All I know is that I keep hearing that it will get better. And I hear that I’m not the only one. And I hear that others have it worse. I acknowledge all the advice, but it all kind of slips out of the place that should retain important information. That place is still drowning in memories. How do we reach in and dump out a piece of our heart to make room to embrace new memories? Does the soul have a set capacity from which we can’t exceed, are we obliged to empty out pieces of our past to make space for the future? Or do our souls expand to take in as much of life and the world as we choose to carry.

Time will tell.

A favorite singer writes, “I’ve got thick skin and an elastic heart.” Indeed, all of us do. All of us kids thrown around the world on an adult’s whim.

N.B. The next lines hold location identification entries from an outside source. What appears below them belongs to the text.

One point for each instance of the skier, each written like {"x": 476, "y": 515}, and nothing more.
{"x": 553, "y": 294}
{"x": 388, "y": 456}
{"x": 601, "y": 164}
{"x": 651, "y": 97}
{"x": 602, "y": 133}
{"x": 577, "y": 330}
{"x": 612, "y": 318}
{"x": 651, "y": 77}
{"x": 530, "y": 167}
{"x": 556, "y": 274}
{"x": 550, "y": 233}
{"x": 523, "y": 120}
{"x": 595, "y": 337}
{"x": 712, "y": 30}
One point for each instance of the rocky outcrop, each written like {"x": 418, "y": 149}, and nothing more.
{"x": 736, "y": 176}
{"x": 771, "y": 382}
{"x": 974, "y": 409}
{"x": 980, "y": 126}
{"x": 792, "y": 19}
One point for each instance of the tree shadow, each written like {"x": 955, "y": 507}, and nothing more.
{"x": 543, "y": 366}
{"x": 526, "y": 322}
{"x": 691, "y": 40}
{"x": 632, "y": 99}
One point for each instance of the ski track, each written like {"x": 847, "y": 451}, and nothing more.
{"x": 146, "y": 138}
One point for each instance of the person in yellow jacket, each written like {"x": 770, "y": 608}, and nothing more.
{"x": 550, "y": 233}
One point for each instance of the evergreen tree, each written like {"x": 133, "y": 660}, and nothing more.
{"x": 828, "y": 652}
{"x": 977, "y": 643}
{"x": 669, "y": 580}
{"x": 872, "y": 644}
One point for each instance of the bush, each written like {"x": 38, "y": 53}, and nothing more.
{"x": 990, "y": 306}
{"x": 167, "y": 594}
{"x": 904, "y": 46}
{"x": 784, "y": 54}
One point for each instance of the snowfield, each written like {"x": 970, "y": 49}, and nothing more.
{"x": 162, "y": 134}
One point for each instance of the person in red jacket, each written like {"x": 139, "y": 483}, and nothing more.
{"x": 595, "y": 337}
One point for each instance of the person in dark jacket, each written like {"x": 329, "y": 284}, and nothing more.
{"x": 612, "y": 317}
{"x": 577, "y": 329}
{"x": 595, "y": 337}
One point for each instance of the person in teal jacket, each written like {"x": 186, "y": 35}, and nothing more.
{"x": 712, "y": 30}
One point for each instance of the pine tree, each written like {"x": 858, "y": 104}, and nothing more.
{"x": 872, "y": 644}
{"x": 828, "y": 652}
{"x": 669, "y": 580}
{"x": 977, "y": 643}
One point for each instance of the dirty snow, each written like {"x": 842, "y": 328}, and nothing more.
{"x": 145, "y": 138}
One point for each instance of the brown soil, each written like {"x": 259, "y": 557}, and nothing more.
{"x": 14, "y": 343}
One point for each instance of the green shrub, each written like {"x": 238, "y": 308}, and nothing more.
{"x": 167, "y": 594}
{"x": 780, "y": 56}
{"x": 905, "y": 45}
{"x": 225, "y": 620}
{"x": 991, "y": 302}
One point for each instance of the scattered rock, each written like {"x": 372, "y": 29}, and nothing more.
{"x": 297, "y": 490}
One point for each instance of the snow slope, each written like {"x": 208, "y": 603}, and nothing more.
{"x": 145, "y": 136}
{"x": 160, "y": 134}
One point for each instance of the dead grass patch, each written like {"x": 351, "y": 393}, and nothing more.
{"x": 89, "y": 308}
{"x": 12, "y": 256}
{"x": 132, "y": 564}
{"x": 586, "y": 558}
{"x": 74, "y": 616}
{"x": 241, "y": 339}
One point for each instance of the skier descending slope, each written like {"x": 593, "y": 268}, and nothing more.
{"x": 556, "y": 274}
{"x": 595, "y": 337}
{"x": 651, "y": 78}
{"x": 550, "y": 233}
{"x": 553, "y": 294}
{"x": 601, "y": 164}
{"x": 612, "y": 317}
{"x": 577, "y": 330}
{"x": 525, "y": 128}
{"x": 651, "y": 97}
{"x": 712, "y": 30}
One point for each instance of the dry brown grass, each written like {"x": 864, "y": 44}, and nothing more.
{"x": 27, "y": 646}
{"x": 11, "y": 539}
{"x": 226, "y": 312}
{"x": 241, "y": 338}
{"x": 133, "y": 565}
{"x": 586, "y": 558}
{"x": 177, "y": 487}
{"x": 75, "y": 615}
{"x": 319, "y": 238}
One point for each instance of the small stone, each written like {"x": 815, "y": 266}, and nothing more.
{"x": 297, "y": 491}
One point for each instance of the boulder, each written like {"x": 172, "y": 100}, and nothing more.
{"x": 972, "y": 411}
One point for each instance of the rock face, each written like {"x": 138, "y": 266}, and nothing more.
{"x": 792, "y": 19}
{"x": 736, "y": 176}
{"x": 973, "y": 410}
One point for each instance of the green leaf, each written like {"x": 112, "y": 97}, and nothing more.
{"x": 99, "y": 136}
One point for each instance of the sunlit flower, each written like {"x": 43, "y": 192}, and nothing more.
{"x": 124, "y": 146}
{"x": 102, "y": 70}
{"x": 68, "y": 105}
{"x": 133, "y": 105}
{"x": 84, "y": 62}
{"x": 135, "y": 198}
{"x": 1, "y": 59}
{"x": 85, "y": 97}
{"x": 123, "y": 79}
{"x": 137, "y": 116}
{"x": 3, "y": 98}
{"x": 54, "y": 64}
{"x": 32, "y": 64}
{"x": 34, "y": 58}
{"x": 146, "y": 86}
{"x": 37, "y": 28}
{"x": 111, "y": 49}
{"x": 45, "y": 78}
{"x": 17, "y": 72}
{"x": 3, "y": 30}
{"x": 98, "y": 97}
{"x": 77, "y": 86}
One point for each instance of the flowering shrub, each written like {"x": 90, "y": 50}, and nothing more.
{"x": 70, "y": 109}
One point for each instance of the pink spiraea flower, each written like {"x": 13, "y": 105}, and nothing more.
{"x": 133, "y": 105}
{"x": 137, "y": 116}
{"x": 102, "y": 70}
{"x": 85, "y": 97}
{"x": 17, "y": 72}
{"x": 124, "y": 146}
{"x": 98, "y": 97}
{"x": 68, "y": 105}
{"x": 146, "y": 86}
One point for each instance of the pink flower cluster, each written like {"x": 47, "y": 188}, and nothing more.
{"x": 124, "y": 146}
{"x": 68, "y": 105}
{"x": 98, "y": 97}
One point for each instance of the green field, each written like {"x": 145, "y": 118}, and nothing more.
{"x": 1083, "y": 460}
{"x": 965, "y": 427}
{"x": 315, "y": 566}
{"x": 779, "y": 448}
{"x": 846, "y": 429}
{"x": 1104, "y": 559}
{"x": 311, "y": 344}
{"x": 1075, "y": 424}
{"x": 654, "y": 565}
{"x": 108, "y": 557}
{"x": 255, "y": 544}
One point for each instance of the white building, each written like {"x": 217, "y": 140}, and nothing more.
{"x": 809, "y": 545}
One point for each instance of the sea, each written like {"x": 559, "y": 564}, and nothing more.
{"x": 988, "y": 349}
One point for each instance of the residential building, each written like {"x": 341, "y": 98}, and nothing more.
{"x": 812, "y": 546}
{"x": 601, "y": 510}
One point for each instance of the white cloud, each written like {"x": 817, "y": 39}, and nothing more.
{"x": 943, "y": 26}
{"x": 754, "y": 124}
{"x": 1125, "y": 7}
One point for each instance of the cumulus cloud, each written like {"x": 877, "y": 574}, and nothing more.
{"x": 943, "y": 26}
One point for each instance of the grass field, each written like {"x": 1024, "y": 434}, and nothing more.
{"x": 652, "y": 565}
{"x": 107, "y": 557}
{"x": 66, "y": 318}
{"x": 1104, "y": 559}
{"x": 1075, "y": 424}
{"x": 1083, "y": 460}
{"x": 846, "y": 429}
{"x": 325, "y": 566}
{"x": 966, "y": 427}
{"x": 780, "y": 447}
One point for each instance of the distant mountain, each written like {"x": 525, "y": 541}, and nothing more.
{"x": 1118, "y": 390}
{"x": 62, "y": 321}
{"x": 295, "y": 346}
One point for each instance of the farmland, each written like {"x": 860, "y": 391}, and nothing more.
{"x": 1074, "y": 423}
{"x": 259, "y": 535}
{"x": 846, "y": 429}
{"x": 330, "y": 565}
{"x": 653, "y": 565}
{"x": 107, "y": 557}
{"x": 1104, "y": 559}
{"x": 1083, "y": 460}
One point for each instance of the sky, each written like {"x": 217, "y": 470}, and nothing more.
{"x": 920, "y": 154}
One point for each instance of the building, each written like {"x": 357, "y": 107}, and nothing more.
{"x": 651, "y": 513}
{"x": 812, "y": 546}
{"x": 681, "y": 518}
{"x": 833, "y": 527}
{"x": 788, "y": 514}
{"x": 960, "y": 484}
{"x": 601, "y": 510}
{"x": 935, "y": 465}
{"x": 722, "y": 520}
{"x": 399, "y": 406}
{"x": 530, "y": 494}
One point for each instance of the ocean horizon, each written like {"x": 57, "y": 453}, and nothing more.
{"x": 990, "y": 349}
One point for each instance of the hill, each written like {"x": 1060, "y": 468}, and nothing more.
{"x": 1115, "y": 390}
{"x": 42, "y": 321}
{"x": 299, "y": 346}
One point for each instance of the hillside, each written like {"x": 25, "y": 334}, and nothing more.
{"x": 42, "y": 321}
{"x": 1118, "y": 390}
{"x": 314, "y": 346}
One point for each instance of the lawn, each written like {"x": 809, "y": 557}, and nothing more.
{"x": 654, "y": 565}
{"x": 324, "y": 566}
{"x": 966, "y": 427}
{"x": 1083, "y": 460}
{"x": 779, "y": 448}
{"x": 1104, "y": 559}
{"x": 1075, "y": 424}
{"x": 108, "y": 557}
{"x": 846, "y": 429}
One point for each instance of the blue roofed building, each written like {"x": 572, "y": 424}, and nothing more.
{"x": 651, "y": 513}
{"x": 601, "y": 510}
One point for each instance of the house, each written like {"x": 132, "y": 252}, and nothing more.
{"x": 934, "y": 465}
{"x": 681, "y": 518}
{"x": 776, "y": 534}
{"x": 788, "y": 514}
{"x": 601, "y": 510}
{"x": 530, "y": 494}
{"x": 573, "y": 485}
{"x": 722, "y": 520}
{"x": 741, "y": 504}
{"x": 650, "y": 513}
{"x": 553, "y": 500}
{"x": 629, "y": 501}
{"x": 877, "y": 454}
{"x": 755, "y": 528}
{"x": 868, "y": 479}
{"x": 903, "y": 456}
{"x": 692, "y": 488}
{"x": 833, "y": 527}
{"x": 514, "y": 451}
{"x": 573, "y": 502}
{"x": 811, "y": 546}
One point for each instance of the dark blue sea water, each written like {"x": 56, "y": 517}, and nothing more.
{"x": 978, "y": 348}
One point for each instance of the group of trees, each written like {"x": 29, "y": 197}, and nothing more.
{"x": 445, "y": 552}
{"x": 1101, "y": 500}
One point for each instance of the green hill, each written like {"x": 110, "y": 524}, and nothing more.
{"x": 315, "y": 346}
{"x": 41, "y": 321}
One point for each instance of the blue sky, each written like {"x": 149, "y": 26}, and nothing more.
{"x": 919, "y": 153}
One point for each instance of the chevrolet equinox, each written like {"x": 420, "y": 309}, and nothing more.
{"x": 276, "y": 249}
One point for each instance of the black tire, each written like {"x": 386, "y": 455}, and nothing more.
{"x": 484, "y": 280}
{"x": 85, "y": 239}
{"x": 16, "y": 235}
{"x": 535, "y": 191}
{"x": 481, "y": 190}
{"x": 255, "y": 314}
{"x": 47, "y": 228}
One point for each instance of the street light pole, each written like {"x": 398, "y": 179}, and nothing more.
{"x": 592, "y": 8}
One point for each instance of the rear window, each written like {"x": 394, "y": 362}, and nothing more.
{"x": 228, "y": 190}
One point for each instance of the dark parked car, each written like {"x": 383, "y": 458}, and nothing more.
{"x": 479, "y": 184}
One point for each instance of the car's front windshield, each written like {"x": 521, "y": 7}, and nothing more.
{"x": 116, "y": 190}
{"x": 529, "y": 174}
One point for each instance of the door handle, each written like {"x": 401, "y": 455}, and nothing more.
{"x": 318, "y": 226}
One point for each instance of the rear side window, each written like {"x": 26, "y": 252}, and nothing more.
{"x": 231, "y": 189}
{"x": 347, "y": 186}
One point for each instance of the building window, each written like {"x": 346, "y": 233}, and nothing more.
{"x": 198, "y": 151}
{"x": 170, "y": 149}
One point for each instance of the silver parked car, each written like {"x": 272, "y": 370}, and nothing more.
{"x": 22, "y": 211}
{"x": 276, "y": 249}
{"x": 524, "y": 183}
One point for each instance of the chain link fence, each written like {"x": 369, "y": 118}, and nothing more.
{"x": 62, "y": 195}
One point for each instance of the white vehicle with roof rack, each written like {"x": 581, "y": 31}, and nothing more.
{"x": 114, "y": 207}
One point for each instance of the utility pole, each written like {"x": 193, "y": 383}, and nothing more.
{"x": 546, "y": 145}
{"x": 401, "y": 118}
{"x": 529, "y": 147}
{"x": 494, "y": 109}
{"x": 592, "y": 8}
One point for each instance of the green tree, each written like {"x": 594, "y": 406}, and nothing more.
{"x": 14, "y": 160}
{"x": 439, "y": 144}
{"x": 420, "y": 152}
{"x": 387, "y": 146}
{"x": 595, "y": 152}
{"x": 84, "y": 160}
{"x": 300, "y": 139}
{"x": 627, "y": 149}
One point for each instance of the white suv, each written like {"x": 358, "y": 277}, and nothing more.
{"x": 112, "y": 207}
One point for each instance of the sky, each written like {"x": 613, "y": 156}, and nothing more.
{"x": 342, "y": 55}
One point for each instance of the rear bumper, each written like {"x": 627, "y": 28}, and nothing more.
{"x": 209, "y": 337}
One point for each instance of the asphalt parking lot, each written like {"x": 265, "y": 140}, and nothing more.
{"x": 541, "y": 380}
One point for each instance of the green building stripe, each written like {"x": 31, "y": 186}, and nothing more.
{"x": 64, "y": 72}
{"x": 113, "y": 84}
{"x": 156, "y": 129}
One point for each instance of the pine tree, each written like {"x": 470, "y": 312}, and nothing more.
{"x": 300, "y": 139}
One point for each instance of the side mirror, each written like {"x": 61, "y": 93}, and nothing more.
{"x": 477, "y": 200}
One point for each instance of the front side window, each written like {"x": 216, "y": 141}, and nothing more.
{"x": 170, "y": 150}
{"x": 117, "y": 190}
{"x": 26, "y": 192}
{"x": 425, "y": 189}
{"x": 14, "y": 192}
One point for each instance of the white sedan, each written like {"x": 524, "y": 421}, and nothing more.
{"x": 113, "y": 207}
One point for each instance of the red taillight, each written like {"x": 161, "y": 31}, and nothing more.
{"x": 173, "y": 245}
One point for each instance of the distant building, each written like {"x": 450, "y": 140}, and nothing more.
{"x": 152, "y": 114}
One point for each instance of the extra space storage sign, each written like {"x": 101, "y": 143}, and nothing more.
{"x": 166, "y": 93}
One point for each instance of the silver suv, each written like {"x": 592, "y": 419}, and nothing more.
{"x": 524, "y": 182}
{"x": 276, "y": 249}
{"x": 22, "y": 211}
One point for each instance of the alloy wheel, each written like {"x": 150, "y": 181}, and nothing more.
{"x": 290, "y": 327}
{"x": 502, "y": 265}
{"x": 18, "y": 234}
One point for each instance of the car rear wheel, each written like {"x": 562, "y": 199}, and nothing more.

Here’s to the ones who have it worse than I do for they are plenty.
Here’s to the kids who don’t have the gift of family like I do to guide them through this journey. A second for my classmate who cries herself to sleep two states over. A minute for my friend on the East coast who won’t be seeing her family for months to come. An hour for my friend near the South who tells me, “Let’s all go back” in a sad voice I don’t recognize on him. A decade for my girl whose life has been packed into a suitcase for the millionth time, looking dejectedly into my eyes and saying that she thought she’d eventually be numb to the goodbyes.